Chinese character decomposer based on Glyphwiki dump
NOte: I am not the author of glyphwiki. Here is just my understanding.
Name |Related| Shape Information
u5475 |u5475 |99:0:0:4:-1:187:195:u53e3-01$99:0:0:-27:0:202:200:u53ef-02
Here is an example, u5475 is the unicode of '呵' and the name of the corresponding page on Glyphwiki.

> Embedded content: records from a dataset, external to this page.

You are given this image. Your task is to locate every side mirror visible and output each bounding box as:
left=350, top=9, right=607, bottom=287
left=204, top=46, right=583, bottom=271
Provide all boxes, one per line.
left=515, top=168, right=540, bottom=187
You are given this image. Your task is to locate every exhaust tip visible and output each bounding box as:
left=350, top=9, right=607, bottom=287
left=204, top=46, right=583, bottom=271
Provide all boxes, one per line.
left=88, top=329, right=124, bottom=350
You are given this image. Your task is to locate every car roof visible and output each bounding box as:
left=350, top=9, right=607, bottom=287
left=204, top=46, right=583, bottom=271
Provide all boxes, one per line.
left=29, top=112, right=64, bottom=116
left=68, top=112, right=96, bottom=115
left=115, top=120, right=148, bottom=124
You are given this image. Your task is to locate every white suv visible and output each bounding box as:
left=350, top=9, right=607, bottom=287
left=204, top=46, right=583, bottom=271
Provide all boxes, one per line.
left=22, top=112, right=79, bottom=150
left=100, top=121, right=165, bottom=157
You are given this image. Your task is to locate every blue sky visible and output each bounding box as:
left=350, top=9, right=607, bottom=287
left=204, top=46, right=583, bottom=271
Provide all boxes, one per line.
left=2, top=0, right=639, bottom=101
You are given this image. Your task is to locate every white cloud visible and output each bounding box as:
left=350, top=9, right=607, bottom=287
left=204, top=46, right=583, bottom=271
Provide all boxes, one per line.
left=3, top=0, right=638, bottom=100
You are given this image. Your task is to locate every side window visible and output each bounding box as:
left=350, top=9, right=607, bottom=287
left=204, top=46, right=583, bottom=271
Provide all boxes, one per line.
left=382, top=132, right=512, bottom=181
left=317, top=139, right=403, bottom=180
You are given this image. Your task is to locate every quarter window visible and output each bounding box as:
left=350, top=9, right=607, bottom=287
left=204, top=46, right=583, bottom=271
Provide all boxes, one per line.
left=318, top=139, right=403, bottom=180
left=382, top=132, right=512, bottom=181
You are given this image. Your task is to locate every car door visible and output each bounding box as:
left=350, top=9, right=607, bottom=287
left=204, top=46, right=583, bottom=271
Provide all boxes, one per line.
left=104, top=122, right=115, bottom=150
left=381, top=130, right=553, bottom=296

When you open the glyph wiki dump, you may see a lot of aji-xxxxx, c-beta-xxxxx. They are the code in another encoding. Related indicates the unicode (I believe). And don't worry, the unicode versions are in the list too. They are just put behind.
Then let us see the sequence of the numbers in the 3rd column.
99:0:0:4:-1:187:195:u53e3-01$99:0:0:-27:0:202:200:u53ef-02
This example has two glyph components:
99:0:0:4:-1:187:195:u53e3-01
and
99:0:0:-27:0:202:200:u53ef-02
They are segmented by '$'.
The unicode like sequence (e.g. 'u53e3-01') is the unicode of the radical. And the numbers before the code is to describe the shape of the font. If you can read Japanese and want to learn more, check the following:
上地宏一,「KAGEシステム: グリフ配信と生成文字品質の向上にむけて」,CHISE Symposium 2003, 東京, 2003年3月15日.
These codes are used to decompose every Chinese characters into radicals in the file. i.e. Replace every Chinese character with the unicode of the radical with a segmentation symbol. e.g:
'呵' ----> $$u53e3-01$$u53ef-02
python main.py -i [input_file] -o [ouput_file]
GlyphWiki dump will be automatically downloaded, and parsed. A .pkl containing the mapping dictionary of the characters and radicals will be generated as well.